The bill allows for any person to apply to the Secretary of State (SOS) for a certificate of good standing for a domestic limited liability company (LLC) or a foreign LLC. The requirements to receive a certificate of good standing from the SOS are outlined in the bill. A certificate of good standing issued by the SOS must be prima facie evidence that the domestic or foreign limited liability company exists and is authorized to transact business in this State.
This bill requires each series to be individually profiled and searchable on the SOS's business entity database and authorizes a series to obtain a separate certificate of good standing.
Furthermore, the bill requires any LLC that owns and rents or leases real property, or owns unoccupied real property, located in any county with more than one million inhabitants to file with the county clerk an affidavit listing the name and street address of at least one natural person who has management control and responsibility for the real property owned and leased or rented by the LLC or owned by the LLC and unoccupied under specified circumstances.

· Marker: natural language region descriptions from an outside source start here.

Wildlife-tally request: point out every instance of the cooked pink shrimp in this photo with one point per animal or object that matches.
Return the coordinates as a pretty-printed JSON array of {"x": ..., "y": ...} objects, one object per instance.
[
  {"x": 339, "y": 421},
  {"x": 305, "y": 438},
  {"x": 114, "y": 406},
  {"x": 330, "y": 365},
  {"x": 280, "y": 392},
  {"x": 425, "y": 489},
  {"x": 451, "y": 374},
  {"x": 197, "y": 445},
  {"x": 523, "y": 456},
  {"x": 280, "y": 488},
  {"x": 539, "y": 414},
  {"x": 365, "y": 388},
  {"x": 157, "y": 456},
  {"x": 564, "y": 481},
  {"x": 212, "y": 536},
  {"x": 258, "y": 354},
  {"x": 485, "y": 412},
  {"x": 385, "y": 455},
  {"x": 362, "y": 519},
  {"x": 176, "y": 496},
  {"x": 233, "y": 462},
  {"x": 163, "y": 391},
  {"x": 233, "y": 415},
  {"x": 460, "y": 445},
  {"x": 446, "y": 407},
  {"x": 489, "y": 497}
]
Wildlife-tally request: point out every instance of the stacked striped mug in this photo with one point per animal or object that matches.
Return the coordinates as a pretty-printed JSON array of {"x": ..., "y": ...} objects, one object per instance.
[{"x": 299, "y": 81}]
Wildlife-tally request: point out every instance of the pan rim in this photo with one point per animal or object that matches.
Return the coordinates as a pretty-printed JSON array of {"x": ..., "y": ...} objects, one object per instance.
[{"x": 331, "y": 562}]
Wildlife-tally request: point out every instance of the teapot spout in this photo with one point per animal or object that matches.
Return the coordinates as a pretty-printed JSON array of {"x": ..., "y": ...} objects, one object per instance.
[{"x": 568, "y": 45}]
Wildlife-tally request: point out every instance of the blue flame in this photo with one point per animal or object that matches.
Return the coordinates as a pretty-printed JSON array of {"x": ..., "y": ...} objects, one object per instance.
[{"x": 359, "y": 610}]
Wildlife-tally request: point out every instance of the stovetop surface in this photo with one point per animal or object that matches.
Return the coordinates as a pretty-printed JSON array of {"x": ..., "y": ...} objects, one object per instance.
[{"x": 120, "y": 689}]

Within 30 days following the cessation of management control, the LLC must file a successor affidavit listing the name and street address of a natural person successor.
Currently, an LLC can be dissolved by a decree of the circuit court located in the county of the registered office of the LLC upon application by or for a member of the LLC when it is not reasonably practicable to carry on business in conformity with the operating agreement.
This bill expands this provision to also allow the court to dissolve an LLC:
(1) When dissolution is reasonably necessary for protection of the rights or interests of complaining members;
(2) When the business of the LLC has been abandoned;
(3) The management of the LLC is deadlocked or subject to internal dissension;
(4) The business operations of the LLC are substantially impaired; or (5) Those in control of the LLC have been found guilty of, or have knowingly allowed, persistent and pervasive fraud, mismanagement, or abuse of authority.
The bill contains a severability clause.